23rd November 2009, Comments 0 comments

A bid by Roland Koch, leader of the German state of Hesse, to block a contract extension for Nikolaus Brender, editor-in-chief of ZDF, has provoked fury in a country still sensitive about press censorship under the Nazis.

Berlin -- A row over press freedom in Germany deepened Sunday as 35 prominent constitutional law professors wrote an open letter to defend the editor of a TV channel under political pressure to step down.

A bid by Roland Koch, leader of the German state of Hesse, to block a contract extension for Nikolaus Brender, editor-in-chief of ZDF, has provoked fury in a country still sensitive about press censorship under the Nazis.

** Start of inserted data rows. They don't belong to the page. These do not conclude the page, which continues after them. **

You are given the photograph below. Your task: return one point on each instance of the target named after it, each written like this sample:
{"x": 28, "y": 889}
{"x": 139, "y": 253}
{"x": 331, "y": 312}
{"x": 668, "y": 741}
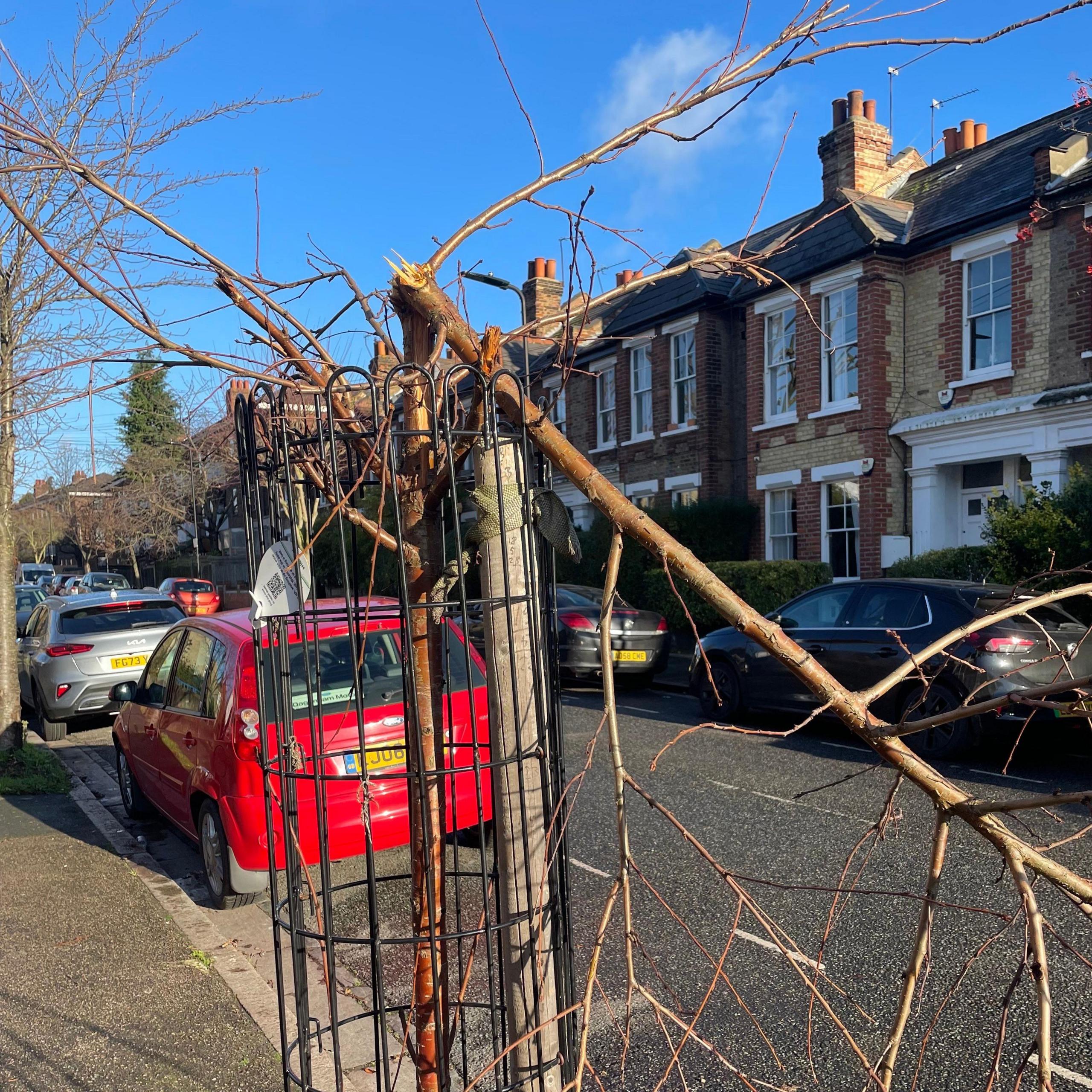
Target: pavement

Appealing to the "reason and professionalism" of the ZDF board, which will decide on Friday whether to renew Brender's contract, which expires in March, the letter said: "Quality, independent journalism is in everyone's interests."

"This is an overt attempt to oust an independent journalist and strengthen the influence of party politics," the letter added, which appeared in the Frankfurter Allgemeine Sonntagszeitung (FAS) weekly and Spiegel news magazine.

And taking a swipe at other, unnamed nations, the letter added: "We can very clearly see examples at the moment in other countries in Europe of what happens when the state does not safeguard freedom."

Brender raised heckles during the recent election campaign in Germany by cancelling a political programme on which Chancellor Angela Merkel and her challenger Frank-Walter Steinmeier had declined to appear.

According to the FAS, Koch, who has a seat on the 16-member ZDF board, has organised a blocking majority to prevent Brender's contract being extended.